If you want to skip all the details of gory and just see the answer, look at the SQL query at the bottom of this publication.
The main problem here is that the various SQL Server FOR XML parameters cannot generate dynamic element names specified in the desired output. So my first answer is to simply return the normal SQL result set and create a client XML file. This is a very simple stream transformation. However, this may not be an option for you, so we continue to create SQL Server XML.
My second thought was to use the built-in functionality of XQuery SQL Server to perform the conversion, like this:
SELECT CAST((SELECT * FROM data FOR XML RAW) AS XML) .query(' <rows> { for $empId in distinct-values(/row/@empId) return <row empid="{$empId}"> { for $attr in /row[@empId = $empId] return attribute { "attribute" } { $attr/@attributeValue } } </row> } </rows> ')
Alas, this does not work. SQL Server complains:
Msg 9315, Level 16, State 1, Line 25 XQuery [query()]: Only constant expressions are supported for the name expression of computed element and attribute constructors.
The XQuery implementation seems to have the same limitations as the FOR XML functions. So, my second answer is to offer to generate XML on the client side :) But if you insist on generating XML from SQL, then fasten your seat belts ...
The overall strategy is to drop the SQL Server native tools for generating SQL. Instead, we are going to create an XML document using string concatenation.
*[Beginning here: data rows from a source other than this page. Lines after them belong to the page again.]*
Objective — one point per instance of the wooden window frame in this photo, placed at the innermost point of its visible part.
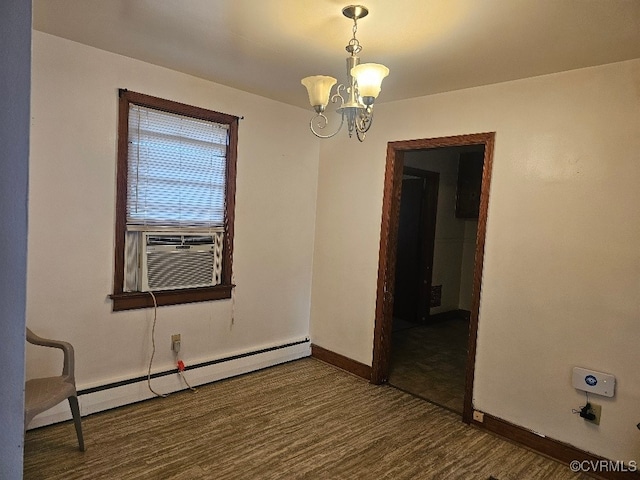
(132, 300)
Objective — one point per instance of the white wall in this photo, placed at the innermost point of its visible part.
(561, 273)
(15, 52)
(72, 192)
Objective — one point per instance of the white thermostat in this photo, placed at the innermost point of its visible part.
(594, 382)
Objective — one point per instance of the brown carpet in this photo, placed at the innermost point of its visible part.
(430, 360)
(301, 420)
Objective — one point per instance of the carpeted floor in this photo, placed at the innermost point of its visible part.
(300, 420)
(430, 361)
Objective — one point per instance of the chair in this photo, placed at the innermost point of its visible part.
(43, 393)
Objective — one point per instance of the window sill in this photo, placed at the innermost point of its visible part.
(134, 300)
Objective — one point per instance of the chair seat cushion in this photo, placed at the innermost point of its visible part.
(44, 393)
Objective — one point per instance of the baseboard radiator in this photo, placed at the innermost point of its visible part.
(127, 391)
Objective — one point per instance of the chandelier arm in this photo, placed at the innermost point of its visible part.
(364, 121)
(322, 121)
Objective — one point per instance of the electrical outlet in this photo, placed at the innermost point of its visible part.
(596, 410)
(175, 342)
(478, 416)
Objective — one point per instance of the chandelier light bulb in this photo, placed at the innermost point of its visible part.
(319, 89)
(369, 78)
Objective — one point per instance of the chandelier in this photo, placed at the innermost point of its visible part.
(357, 97)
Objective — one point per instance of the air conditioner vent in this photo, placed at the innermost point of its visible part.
(174, 261)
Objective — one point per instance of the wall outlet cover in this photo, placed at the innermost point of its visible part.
(592, 381)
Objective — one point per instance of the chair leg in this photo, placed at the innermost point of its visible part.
(75, 411)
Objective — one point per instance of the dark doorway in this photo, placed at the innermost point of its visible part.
(414, 253)
(388, 249)
(429, 352)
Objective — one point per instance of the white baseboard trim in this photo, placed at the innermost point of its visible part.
(98, 400)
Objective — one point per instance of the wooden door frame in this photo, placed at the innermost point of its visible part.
(387, 255)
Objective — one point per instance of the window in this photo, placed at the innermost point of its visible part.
(174, 204)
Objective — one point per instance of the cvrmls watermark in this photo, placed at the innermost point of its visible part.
(598, 466)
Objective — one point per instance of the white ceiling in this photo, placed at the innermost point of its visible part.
(430, 46)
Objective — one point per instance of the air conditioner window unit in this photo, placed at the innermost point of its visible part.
(174, 260)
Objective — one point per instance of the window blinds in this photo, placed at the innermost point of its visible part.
(176, 170)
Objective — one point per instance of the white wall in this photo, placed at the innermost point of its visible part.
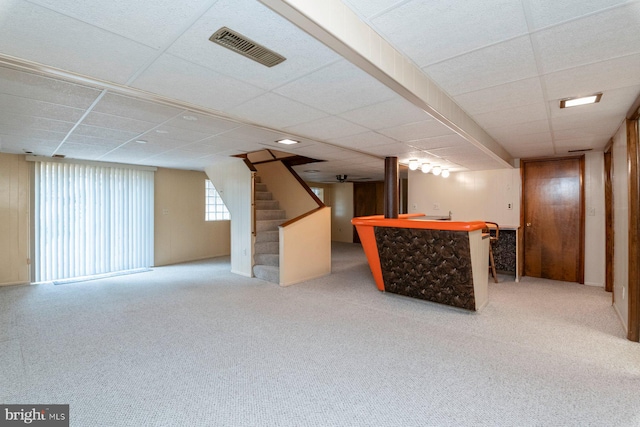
(485, 195)
(594, 239)
(620, 186)
(342, 212)
(232, 179)
(14, 219)
(181, 232)
(470, 196)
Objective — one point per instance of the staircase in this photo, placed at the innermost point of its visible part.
(267, 246)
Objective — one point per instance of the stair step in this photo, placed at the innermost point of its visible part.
(267, 259)
(266, 248)
(268, 236)
(268, 225)
(265, 214)
(267, 204)
(267, 272)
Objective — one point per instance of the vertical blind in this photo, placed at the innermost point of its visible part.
(91, 220)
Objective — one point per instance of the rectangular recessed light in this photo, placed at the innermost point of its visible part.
(574, 102)
(287, 141)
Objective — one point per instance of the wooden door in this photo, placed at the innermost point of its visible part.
(553, 210)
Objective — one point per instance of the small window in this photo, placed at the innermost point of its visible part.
(215, 209)
(318, 191)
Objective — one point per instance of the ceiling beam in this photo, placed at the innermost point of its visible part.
(333, 23)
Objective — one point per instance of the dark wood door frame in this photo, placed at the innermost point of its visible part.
(608, 219)
(582, 211)
(633, 161)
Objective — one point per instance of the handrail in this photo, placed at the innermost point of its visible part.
(304, 185)
(299, 217)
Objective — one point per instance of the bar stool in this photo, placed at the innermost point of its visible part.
(494, 231)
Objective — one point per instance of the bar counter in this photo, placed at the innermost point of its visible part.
(440, 261)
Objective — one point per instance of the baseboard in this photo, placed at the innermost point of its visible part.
(599, 285)
(623, 321)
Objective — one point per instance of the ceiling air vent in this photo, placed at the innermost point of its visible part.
(244, 46)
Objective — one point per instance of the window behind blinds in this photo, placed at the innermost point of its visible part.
(91, 219)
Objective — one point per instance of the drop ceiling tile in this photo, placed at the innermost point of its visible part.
(337, 88)
(45, 89)
(133, 108)
(175, 134)
(440, 142)
(417, 131)
(303, 53)
(203, 123)
(368, 8)
(162, 20)
(103, 133)
(19, 144)
(501, 63)
(585, 80)
(362, 141)
(387, 114)
(506, 132)
(426, 40)
(117, 122)
(516, 140)
(96, 52)
(595, 38)
(83, 151)
(276, 111)
(326, 128)
(501, 97)
(544, 13)
(18, 121)
(10, 104)
(512, 116)
(179, 79)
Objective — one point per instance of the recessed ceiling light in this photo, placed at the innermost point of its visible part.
(287, 141)
(574, 102)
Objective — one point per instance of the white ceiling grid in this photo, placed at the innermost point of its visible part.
(506, 63)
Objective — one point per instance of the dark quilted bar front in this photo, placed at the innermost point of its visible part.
(433, 265)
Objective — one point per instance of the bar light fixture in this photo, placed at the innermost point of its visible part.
(584, 100)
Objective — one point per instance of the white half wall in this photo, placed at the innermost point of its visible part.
(342, 212)
(232, 179)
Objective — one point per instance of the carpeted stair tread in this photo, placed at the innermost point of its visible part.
(267, 259)
(267, 248)
(267, 204)
(266, 214)
(267, 272)
(268, 236)
(268, 225)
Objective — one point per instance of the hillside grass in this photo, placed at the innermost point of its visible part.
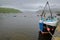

If this approach is offensive, you can stop reading now :)
Start by creating a sample dataset for playback using:
SELECT NULL AS empId INTO employee WHERE 1=0 UNION SELECT 1 UNION SELECT 2 SELECT NULL AS dataId, NULL AS empId, NULL AS attributeId, NULL AS attributeVal INTO employeeAttributes WHERE 1=0 UNION SELECT 10, 1, 'A1', 'someValue1' UNION SELECT 20, 1, 'A2', 'someValue2' UNION SELECT 30, 2, 'A1', 'someValue3' UNION SELECT 40, 2, 'A3', 'someValue4 & <>!' SELECT NULL AS attributeId, NULL AS attributeName INTO attributes WHERE 1=0 UNION SELECT 'A1', 'attribute1' UNION SELECT 'A2', 'attribute2' UNION SELECT 'A3', 'attribute3'
Note that I changed the value of the last attribute in the above example to include some XML-unfriendly characters.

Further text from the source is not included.